興味深いのは、薬局、救急受付センター、ガソリンスタンド、運送会社、新聞、ラジオ、テレビ局などの従業員のほか、パン屋の従業員はこれまで外出禁止の対象外となっていることだ。パン屋? と不思議に思われるかもしれないが、トルコ人が一日の食事の中でもっとも大切にしている朝食に、焼きたてのパンは欠かせない。
外出禁止令以外にも、トルコ当局はこの事態に様々な対策を講じてきた。以下はその一例だ。
・トルコへの帰国・入国後14日間の隔離
・国際便・国内便の停止
・飲食店や商業施設の一時営業停止
・65歳以上と20歳以下の外出禁止
・大学を含む全ての学校の休校
・市場、スーパーマーケット、ショッピングセンター等でのマスク着用(義務化)
・オンライン申請者に対するマスク毎週5枚ずつの無償提供、同時にマスクの販売禁止
・県をまたぐ移動の禁止
・新型コロナウイルス関連検査及び治療の無償化
成田への直行便も3月25日を最後に停止し、運行は再開されていない。7月にはトルコ航空によるイスタンブールから羽田への直行便が開設される予定だが、影響が無いことを願うばかりだ。
砂糖祭に向けて「大規模作戦」開始
外出禁止令が出ている最中の4月24日から、イスラム教の断食月(トルコ語ではラマザン)が始まった。ラマザン開けの5月下旬には、3日間のシェケル・バイラム(砂糖祭)がある。日本における盆や正月にあたる、トルコ人にとって大切な行事だ。例年、多くの人が家族と過ごすために帰省したり、旅行に出かけるため、移動が増える時期でもある。

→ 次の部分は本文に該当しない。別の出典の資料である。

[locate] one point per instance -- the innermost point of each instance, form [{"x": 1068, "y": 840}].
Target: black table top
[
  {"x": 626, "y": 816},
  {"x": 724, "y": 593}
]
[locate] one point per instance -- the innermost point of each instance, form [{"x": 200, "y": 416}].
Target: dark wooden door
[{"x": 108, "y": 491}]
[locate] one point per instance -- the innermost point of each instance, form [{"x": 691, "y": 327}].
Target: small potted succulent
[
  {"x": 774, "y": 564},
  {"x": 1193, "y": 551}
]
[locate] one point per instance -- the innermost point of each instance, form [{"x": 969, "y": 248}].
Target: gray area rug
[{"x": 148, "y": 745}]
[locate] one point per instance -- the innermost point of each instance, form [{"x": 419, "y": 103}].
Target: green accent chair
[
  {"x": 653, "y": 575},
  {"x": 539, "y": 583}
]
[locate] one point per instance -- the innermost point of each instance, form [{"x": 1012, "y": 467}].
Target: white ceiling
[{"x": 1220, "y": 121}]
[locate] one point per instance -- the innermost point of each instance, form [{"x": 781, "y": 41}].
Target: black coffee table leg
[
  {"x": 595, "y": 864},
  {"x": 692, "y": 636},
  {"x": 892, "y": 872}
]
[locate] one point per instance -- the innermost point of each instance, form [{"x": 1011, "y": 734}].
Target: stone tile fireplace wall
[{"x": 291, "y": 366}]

トルコ政府は、海外にとどまる自国民がこの時期を自国で過ごすことができるように、「大規模作戦」を開始した。4月20日から28日にかけ、59カ国から195便のチャーター機を飛ばすというものだ。帰国者は2週間、学生寮などで隔離されるが、外出制限が解かれていれば、バイラムには家族と過ごせるという日程だ。
感染拡大の勢いが止まらない中、この措置が吉と出るか凶と出るか今はまだわからないが、海外で不安な気持ちで過ごしていたトルコ人にとっては嬉しい知らせであろう。エルドアン大統領は、ラマザン中も感染拡大抑止策を継続し、「5月下旬のバイラム後に、通常の生活に移行することを目指す」と強調している。